<center>
    <h1 style="color:#0099cc">
        <b>
            Introduction to BeautifulSoup
        </b>
    </h1>
    <p style="color:#0099cc">Presented by <i>Parsa Abbasi</i> at Quera Data Analysis Bootcamp | <i>April 2023<i></p>
</center>

# The `requests` library
The `requests` library is a Python library that allows you to send HTTP requests. It is an easy-to-use library with a lot of features ranging from passing parameters in URLs to sending custom headers and SSL Verification.

We can make a `GET` request to a website using the `get()` method and store the response in a variable. Let's try it out for the [Hacker News](https://news.ycombinator.com/) website.

In [1]:
import requests
page = requests.get("https://news.ycombinator.com/")

## Status Code
HTTP status codes indicate whether a specific HTTP request has been successfully completed.
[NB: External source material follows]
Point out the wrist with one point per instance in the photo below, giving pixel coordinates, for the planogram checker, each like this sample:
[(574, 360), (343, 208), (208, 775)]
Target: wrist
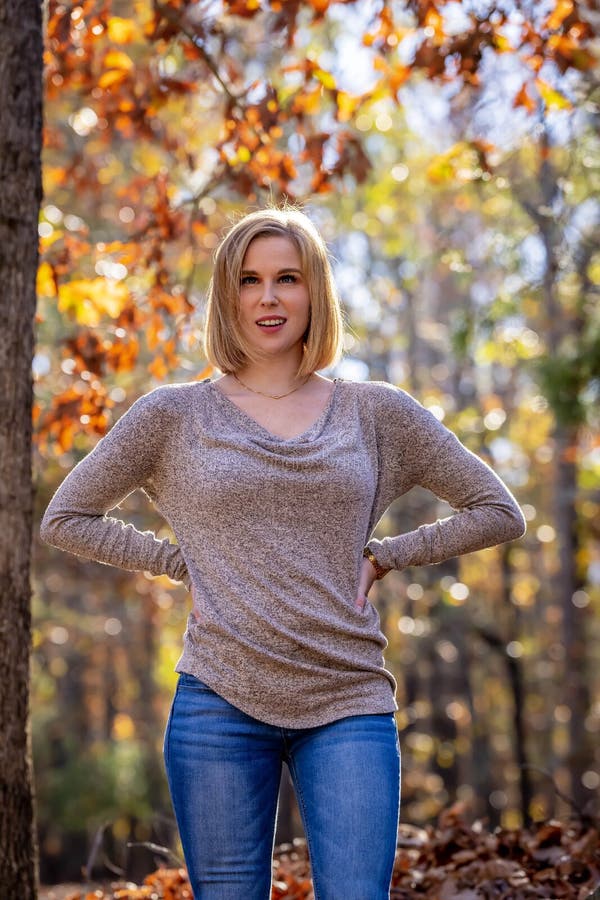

Responses are grouped in five classes:

- Informational responses (`100`–`199`)
- Successful responses (`200`–`299`)
- Redirects (`300`–`399`)
- Client errors (`400`–`499`)
- Server errors (`500`–`599`)

You can check this [link](https://developer.mozilla.org/en-US/docs/Web/HTTP/Status) for more information about HTTP status codes.

The `status_code` attribute of the response object contains the status code of the response. If the status code is `200`, then the request has succeeded.

In [2]:
page.status_code

200

If you want to check the status in a human-readable format, you can use the built-in `http` library.

In [3]:
from http.client import responses
responses[page.status_code]

'OK'

## Content
The `content` attribute of the response object contains the content of the response, in bytes. You can use the `decode()` method to convert the bytes to a string.

In [4]:
page.content.decode()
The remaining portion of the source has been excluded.